Sather and Hamburg contribute some good material, but this remains Stiller’s commentary to make or break, and he handles it well. He and the others discuss a myriad of elements about the movie, from its origins to casting to story and script changes to locations to a number of other bits. Very few empty spaces appear, and the three men keep the tone light and engaging across the board. They provide a solid commentary that seems enjoyable and educational.
After this we discover five Deleted Scenes and five Extended Scenes. The deleted scenes run between 23 seconds and four minutes, 41 seconds for a total of seven minutes, 46 seconds of footage. The extended scenes last between 34 seconds and two minutes, five seconds for a total of eight minutes of material. All 10 snippets can be viewed with or without commentary from Stiller.
I think the various clips are pretty interesting. Actually, many of them are quite good, and a few of them should have made the final cut. As for Stiller’s remarks, he doesn’t always tell us why the material was removed from the film – which is the basic mission of deleted scenes commentaries – but he usually provides that info, and he also adds some good statements about the shots.
Many more video-based extras appear here. Next we locate six minutes, 34 seconds of Outtakes. Most of these consist of the usual flubbed lines and laughing, but they also include a few more interesting moments. Most of those came from a variety of unused ad-libs offered by Will Ferrell, and those make the segments more entertaining than normal.
As noted in my review, the Zoolander character first emerged during some VH1 Fashion Awards Skits. The disc includes both the 1996 edition (two minutes, 48 seconds) and the 1997 take (three minutes, 54 seconds). While not any funnier than Stiller’s material in the movie, these are cool to see since they show the earliest incarnation of the Zoolander part. I’m happy to find them on the disc.
Breakdance Fight Researsal runs four minutes, 29 seconds and offers what it describes.
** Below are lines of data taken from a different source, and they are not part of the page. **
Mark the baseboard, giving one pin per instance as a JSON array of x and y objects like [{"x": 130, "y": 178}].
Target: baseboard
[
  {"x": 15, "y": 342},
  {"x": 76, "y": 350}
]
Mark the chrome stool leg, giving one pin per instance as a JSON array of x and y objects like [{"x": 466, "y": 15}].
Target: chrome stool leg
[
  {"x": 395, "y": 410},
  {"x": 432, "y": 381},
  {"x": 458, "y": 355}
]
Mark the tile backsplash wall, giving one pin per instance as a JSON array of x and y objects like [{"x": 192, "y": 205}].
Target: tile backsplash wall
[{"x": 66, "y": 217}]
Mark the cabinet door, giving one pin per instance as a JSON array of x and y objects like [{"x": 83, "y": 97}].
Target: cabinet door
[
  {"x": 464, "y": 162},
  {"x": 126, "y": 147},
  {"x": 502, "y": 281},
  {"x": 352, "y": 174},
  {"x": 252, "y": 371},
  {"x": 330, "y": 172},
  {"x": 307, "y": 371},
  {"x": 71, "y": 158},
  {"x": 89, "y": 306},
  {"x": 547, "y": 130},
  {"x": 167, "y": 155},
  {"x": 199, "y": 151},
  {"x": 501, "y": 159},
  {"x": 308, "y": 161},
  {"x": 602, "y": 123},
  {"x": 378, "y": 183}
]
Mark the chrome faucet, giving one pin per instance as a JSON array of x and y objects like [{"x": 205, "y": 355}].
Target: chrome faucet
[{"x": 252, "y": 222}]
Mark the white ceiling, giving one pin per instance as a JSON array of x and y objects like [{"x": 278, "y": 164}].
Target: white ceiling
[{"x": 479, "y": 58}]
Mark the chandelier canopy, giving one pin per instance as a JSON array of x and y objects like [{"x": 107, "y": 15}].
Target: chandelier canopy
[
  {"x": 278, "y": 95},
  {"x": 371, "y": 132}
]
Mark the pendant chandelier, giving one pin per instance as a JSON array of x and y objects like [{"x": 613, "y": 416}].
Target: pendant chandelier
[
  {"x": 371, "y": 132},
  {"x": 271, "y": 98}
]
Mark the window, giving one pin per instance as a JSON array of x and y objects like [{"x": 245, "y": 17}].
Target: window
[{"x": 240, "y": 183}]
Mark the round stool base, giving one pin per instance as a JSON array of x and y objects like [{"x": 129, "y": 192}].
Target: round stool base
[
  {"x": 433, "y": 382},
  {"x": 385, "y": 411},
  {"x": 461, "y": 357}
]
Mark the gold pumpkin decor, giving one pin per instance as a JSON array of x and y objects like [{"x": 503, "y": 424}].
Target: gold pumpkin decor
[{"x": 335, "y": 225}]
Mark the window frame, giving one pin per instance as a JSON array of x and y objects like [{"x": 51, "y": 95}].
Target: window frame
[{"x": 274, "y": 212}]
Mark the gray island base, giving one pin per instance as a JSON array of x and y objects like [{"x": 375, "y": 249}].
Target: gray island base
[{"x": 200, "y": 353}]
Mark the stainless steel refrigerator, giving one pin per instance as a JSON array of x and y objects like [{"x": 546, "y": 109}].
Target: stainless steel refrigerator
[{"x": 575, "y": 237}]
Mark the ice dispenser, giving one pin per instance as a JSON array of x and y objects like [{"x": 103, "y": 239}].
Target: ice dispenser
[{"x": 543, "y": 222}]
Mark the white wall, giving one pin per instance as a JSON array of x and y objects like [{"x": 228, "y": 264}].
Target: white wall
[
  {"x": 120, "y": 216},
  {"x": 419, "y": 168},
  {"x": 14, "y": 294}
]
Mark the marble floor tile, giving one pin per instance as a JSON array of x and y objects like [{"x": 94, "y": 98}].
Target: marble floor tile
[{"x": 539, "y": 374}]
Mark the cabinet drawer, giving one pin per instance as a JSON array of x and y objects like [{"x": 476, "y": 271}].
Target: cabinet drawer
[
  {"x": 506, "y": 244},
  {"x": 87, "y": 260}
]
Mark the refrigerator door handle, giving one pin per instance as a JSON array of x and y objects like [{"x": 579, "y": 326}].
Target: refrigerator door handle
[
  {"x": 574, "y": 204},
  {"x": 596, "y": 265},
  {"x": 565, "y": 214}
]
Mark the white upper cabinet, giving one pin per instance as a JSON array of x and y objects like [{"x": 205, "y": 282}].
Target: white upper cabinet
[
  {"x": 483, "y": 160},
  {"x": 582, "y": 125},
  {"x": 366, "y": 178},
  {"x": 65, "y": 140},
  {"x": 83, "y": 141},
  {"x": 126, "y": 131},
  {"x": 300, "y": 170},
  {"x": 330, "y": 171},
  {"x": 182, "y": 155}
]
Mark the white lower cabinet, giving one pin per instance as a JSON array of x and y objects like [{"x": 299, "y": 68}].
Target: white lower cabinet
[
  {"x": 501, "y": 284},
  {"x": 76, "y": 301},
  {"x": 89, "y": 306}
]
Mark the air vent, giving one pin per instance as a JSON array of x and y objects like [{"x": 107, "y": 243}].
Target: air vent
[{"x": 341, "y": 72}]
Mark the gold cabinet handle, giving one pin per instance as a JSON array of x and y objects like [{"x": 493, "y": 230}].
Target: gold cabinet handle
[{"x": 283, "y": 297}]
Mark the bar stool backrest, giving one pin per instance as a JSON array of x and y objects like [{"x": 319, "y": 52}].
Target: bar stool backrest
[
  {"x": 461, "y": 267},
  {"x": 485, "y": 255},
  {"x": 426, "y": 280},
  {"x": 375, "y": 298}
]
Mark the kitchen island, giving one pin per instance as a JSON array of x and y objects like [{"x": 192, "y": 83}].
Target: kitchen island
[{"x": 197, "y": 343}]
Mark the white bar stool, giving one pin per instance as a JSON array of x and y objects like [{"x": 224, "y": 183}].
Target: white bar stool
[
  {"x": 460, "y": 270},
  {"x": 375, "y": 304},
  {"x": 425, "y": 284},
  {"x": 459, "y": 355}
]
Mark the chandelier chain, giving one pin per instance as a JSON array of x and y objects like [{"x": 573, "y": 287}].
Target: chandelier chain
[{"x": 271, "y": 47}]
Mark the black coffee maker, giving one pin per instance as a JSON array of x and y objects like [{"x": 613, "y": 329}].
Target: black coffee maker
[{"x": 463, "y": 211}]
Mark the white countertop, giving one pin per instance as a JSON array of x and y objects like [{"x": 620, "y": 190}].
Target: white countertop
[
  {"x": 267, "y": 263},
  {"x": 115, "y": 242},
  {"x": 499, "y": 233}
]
We see video footage of the choreography for this climactic sequence. The reel adds a fun look behind the scenes.
In the Photo Galleries section we find three subsections. It includes “Derek’s Portfolio” (eight shots), “Hansel’s Portfolio” (12 images), and “Zoolander Production Stills” (19 snaps). The two portfolios are fun to see since they give us clearer views of material from the film. The production shots feel more ordinary.
Zoolander includes a music video for the Wiseguys’ “Start the Commotion”. This clip uses the standard mix of shots from the film intercut with lip-synch images of the band. Actually, the latter elements seem more clever than usual, as they feature the performers in outfits that emulate various performers, but it remains a pretty ordinary video.
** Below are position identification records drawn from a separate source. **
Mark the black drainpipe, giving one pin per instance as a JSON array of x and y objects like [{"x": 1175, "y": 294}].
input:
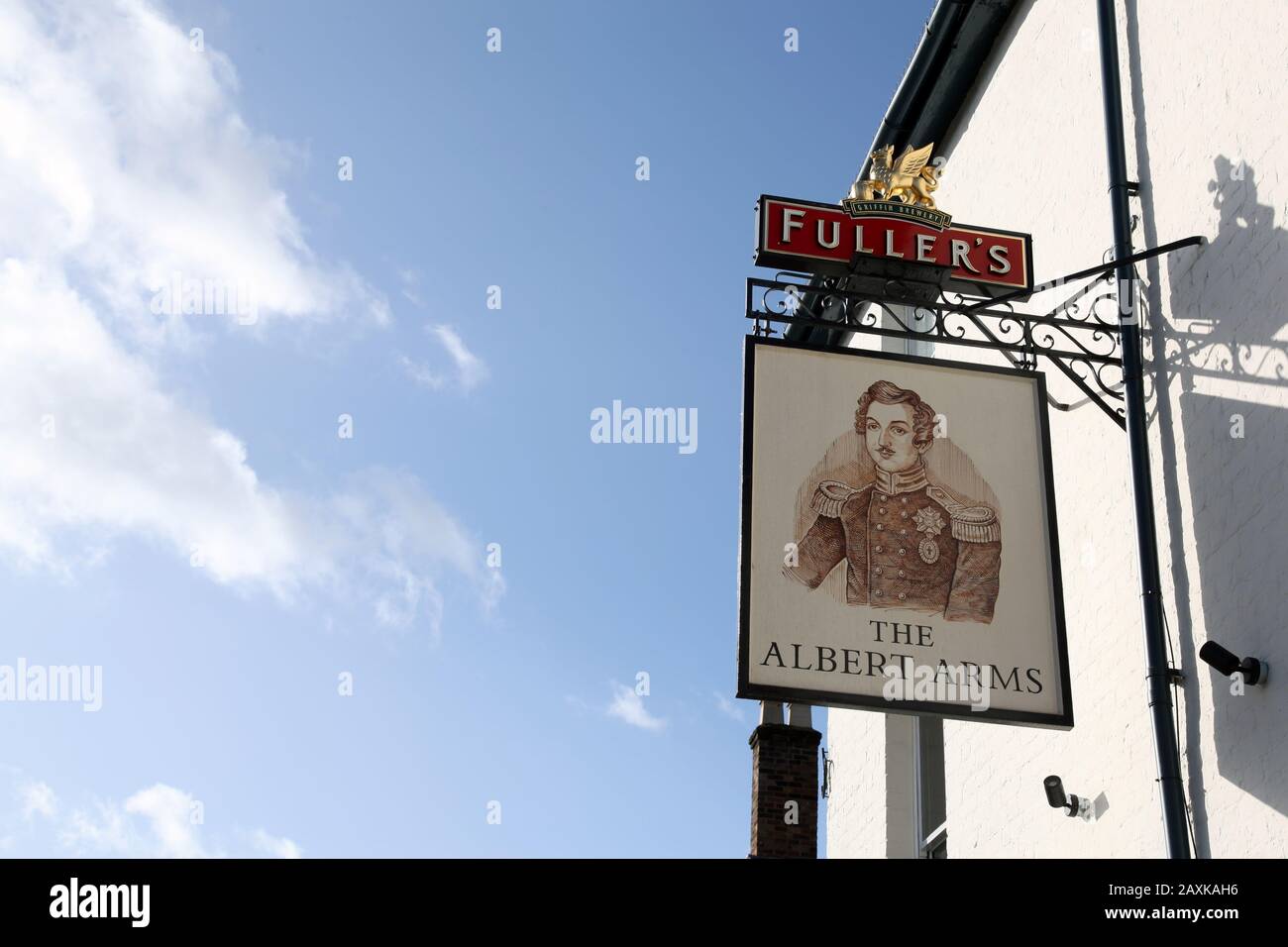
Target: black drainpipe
[{"x": 1158, "y": 673}]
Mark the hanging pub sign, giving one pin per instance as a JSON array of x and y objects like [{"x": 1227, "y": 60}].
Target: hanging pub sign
[
  {"x": 890, "y": 228},
  {"x": 900, "y": 544}
]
Tons of short pieces show up in the Promo Spots domain. “PSAs” offers six phony public service announcements from Zoolander; they fill a total of two minutes, one second. “MTV Cribs” gives us three 30-second bits, while “Interstitials” contributes an additional six clips, each of which lasts between 20 and 30 seconds. All of these are fairly similar promotional pieces that usually show Derek as he spouts inanities. They get a little redundant after a while, but they still offer amusing material.
In addition to a teaser for Zoolander 2, we find an Easter Egg. If you click left from “Breakdance Fight Rehearsal” in “Zoolander’s Closet”, you’ll highlight a “Z”. Press “enter” to see a two-minute, 49-second reel that shows rehearsals for the “walk-off” scene. Along with narration from Stiller, it becomes a fun extra.
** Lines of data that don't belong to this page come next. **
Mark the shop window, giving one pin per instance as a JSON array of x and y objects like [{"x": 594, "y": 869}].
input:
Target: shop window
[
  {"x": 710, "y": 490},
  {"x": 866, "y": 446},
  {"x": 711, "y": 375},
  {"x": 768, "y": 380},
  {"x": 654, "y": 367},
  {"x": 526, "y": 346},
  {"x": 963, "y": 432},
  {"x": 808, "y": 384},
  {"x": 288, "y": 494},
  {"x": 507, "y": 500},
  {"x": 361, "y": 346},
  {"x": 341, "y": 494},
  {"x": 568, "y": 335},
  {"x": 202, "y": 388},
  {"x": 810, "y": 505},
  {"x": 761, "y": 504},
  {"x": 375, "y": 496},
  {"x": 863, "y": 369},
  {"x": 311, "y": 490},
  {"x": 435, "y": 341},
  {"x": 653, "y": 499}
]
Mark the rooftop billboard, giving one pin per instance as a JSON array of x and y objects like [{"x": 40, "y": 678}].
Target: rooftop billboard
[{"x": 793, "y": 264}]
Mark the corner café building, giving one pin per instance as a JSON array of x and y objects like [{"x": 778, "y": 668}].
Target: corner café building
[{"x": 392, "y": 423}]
While Zoolander has enough entertaining material to warrant a look, it suffers from the blandness of its star. When the lead actor is the worst thing about a movie, that becomes a trap from which it can’t escape. The Blu-ray provides generally solid picture and audio along with an often enjoyable set of supplements. Zoolander ends up as a spotty comedy.
Release note: starting December 1, 2015, the Zoolander Blu-ray will be a Wal-Mart exclusive for two months. The Blu-ray will hit other outlets February 2, 2016.